Il y aurait encore plusieurs séries à démêler ici, notamment celles évoquant des éléments renvoyant à une présence humaine : liste d’objets (éléments liés aux navires ou à la vie des marins, mais aussi bijoux et accessoires), liste de parties corporelles dont les termes sont souvent utilisés deux à deux dans le poème (« talons et tempes », « cuisses et coudes », « croupes et fronts », « hanches et cils », « seins et paumes », « épaules et boucles », etc.). De façon remarquable, ces éléments humains sont mis sur le même plan que les autres (végétaux, minéraux, animaux) : tous participent à égalité d’une même pâte lexicale et rythmique. On peut ainsi voir L’Œil des Sargasses comme un essai de poésie cosmique où l’humain ne vaut pas plus que l’algue. C’est aussi un essai de poésie élémentaire où chaque fragment lexical – l’élément premier étant ici le mot et non des masses textuelles comme dans les autres essais radiophoniques de Butor [15] – se combine avec d’autres pour faire surgir de l’inouï à l’intérieur d’une relative monotonie répétitive.
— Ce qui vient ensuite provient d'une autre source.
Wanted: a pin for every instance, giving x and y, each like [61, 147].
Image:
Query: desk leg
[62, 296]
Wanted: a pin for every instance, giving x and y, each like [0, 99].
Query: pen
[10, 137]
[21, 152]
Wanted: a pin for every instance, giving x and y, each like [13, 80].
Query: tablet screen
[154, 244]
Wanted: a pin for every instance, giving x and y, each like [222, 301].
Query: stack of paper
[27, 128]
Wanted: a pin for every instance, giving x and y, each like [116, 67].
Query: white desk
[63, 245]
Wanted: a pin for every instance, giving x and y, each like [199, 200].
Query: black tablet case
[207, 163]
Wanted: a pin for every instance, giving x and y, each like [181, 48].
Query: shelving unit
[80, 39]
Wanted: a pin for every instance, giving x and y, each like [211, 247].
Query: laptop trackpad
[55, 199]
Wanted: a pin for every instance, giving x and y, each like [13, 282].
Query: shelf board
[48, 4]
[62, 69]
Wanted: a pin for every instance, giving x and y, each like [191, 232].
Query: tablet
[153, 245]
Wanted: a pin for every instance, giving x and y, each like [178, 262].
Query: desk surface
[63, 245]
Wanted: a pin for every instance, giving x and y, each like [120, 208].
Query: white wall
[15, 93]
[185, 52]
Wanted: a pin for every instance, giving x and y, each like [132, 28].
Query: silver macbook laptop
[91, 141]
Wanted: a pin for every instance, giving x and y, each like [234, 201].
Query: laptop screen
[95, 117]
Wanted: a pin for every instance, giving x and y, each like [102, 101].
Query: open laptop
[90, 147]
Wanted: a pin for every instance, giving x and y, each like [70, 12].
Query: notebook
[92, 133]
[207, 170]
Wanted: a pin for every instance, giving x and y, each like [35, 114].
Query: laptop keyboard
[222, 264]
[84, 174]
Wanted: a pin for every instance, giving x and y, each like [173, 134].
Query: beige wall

Cet entremêlement de séries lexicales aboutissant à une pâte poétique ondulatoire est intéressant à observer dans le détail. On remarque par exemple un travail sur les équivalences et l’interchangeabilité lexicale qui permet à Butor d’expérimenter l’expression du même avec des mots différents : ainsi les « fétuques d’acier » se muent en « paturins d’aluminium », les « vagues de vulpin » en « flots d’élyme », les « brumes de fléoles » en « vapeurs d’agrostide et de tôle », en « vapeurs de plomb » puis en « brumes du magnésium froid », en « gouttes de phalaris et de titane », etc. Il y a là une manière de traduire dans l’ordre de la langue le paradoxe d’une permanence mobile ou, à l’inverse, d’un mouvement perpétuel : de créer poétiquement des « vagues », semblables en surface mais intrinsèquement différentes.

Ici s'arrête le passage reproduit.